Satz further explained that while there is potential for more significant gains with companies like Arkema (EPA:AKE) or Evonik, which Citi rates as Buy, the new 2025E EBITDA estimate for BASF stands at €8.3 billion. This figure is 2% below the consensus and translates to a valuation of 7.5 times earnings before interest, taxes, depreciation, and amortization (EBITDA), which, in Citi’s view, no longer represents a clear undervaluation.
The possibility of a deal in the Coatings segment could offer some benefit to BASF’s valuation, yet the analyst expressed caution due to the company’s current leverage and the ongoing high level of macroeconomic uncertainty. Consequently, Citi does not anticipate that any potential proceeds from such a deal would be distributed to shareholders. The analysis reflects Citi’s position on BASF’s stock as the market continues to navigate through uncertain economic conditions.

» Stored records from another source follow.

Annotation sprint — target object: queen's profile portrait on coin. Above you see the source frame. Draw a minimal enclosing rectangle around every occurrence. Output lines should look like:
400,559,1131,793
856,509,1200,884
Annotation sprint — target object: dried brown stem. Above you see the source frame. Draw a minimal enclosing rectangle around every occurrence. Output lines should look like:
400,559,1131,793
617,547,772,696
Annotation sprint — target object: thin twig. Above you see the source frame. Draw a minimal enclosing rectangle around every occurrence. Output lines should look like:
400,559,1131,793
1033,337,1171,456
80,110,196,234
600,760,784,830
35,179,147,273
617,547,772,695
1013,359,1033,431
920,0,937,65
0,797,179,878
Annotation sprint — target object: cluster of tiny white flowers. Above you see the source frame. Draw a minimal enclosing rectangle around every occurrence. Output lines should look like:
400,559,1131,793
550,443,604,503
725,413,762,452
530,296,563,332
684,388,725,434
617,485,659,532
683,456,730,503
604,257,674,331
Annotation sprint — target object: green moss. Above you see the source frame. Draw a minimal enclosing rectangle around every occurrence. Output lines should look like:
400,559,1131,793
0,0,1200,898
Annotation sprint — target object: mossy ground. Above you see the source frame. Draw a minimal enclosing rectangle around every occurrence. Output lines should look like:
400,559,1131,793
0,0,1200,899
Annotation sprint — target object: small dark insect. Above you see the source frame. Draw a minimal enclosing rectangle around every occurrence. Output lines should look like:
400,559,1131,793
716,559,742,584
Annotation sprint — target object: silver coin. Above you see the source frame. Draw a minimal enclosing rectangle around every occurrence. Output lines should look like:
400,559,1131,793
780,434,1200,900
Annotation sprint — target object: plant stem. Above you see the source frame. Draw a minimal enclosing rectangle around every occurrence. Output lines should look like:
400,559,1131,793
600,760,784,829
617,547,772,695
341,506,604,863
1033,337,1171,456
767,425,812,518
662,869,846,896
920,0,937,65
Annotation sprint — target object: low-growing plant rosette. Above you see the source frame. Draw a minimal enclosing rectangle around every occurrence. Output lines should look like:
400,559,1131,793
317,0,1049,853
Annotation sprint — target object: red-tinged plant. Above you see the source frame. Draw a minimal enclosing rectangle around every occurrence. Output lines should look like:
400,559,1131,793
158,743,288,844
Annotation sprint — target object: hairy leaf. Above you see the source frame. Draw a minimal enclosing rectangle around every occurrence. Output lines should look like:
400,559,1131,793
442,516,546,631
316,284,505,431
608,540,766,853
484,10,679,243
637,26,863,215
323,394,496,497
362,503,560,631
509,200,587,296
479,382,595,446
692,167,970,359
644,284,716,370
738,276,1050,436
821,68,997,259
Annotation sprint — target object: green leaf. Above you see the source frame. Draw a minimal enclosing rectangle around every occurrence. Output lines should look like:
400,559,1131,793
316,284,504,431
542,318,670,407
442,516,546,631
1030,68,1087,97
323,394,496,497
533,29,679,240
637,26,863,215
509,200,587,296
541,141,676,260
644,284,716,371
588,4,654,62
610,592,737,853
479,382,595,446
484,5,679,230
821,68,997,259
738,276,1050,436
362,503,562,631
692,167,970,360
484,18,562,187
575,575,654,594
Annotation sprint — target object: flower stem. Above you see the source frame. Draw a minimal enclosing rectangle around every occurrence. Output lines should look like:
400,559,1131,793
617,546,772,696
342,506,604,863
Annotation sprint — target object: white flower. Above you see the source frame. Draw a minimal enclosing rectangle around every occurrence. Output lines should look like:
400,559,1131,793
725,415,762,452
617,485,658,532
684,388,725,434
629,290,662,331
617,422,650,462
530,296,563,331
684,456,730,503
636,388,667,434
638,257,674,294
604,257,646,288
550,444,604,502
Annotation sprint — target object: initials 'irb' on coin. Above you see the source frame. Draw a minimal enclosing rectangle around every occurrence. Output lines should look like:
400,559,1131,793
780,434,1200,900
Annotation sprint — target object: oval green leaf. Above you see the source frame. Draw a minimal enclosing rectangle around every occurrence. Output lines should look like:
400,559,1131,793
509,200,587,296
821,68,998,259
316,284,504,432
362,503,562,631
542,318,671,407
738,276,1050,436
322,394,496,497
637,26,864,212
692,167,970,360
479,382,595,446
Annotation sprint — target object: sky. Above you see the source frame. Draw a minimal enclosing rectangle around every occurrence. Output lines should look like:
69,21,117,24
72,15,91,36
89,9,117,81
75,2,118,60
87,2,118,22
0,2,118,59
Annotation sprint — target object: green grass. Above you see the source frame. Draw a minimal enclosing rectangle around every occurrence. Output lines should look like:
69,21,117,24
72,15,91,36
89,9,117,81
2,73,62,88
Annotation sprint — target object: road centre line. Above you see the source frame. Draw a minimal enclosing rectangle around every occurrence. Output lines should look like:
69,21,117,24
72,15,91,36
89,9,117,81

In other recent news, BASF SE announced the sale of its Brazilian decorative paints division for $1.15 billion, exceeding initial estimates. The company plans to continue exploring strategic options for its Coatings assets, valued over €5 billion, with full-year results expected soon. Citi analysts have reinstated coverage of BASF with a Neutral rating and a price target of EUR51.00, while expressing concerns that BASF’s free cash flow guidance may fall short of market expectations. Meanwhile, Berenberg analysts downgraded BASF from Buy to Hold, raising the price target slightly to EUR52.00, citing recent share price increases. Despite potential challenges, Berenberg had previously maintained a Buy rating with a target of EUR50.00, noting improved short-term earnings prospects due to Chinese stimulus measures and better plant utilization in Europe. BASF’s strategic moves, including potential divestitures in its Coatings unit, continue to be a point of interest for investors. Additionally, BASF’s investment in Harbour Energy could see strategic developments as a lock-up period for its stake ends in the first half of 2025. These developments reflect ongoing adjustments in BASF’s strategic and financial planning.